Working with Alvis (and other NAISS affiliated supercomputers) for researchers at the Karolinska Institute.
Basically, how to get started doing inference and developing agents.
Hopefully, helpful info for budding AI researchers at KI.
This is for doing interactive development. These instructions are not for you if you need long-running jobs or already have an established use case.
Apply at https://supr.naiss.se/.
You must, in general, be a PhD student or above.
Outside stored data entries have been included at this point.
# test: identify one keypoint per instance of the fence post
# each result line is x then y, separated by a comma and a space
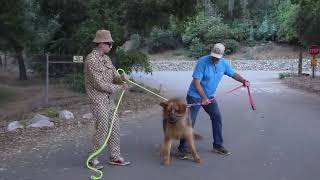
46, 101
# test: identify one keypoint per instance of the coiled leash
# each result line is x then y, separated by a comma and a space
96, 153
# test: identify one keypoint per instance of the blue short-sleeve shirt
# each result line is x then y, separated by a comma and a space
209, 75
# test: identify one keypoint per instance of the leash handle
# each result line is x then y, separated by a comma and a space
227, 92
250, 99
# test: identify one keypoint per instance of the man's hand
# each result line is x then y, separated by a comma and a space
205, 101
124, 77
246, 83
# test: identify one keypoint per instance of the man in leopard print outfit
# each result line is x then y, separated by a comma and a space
100, 75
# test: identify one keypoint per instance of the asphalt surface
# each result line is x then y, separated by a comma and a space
278, 141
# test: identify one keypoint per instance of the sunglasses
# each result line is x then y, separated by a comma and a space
108, 43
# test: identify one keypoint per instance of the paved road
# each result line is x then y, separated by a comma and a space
279, 141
Ask your supervisor to apply on your behalf if you ain't qualified, yet ;).
- If you haven't used the terminal before – when, in the instructions you encounter
<user_id>
it means that the whole thing including the arrows needs to be replaced. - Watch some youtube videos about how to work faster with the terminal, or what the best terminal setup is.
- Remember that you always can ask your favorite chat-llm for help explaining the different commands.
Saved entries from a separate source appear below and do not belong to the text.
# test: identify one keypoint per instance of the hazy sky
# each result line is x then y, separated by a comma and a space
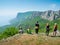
10, 8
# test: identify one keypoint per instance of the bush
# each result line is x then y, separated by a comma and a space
9, 31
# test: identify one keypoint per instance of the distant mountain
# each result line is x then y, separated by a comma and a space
30, 18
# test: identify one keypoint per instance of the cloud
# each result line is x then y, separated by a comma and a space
53, 6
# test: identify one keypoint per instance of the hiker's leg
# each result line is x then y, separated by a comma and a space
55, 33
36, 31
46, 32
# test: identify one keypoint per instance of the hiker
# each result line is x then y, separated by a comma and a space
28, 31
55, 29
36, 27
47, 29
20, 30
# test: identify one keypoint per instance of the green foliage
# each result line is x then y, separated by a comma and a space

ssh <user_id>@alvis2.c3se.chalmers.se
# example
# On the local machine:
$ ssh [email protected]
[email protected]'s password:
# On the remote machine:
█ █▙ █ ▟ █ █ alvis2 is a shared login node
█ █▜▙ █▟▛ █ █ ▟ Use with care and submit jobs
█ █ ▜ █▛▟ █ █ ▟█ to the queue.
▟█ █ █▟▛ █ █▟▛█
▟▛█ █ █▛ █ █▛ █
▛ █ █ █ █ ▛ █
█ █ █ █ █
For support, see https://www.c3se.chalmers.se/support
For intro, see https://indico.chalmers.se/category/39/
You can follow instructions at GitHub on how to generate an ssh key.
Then add the public key to ~/.ssh/authorized_keys on Alvis.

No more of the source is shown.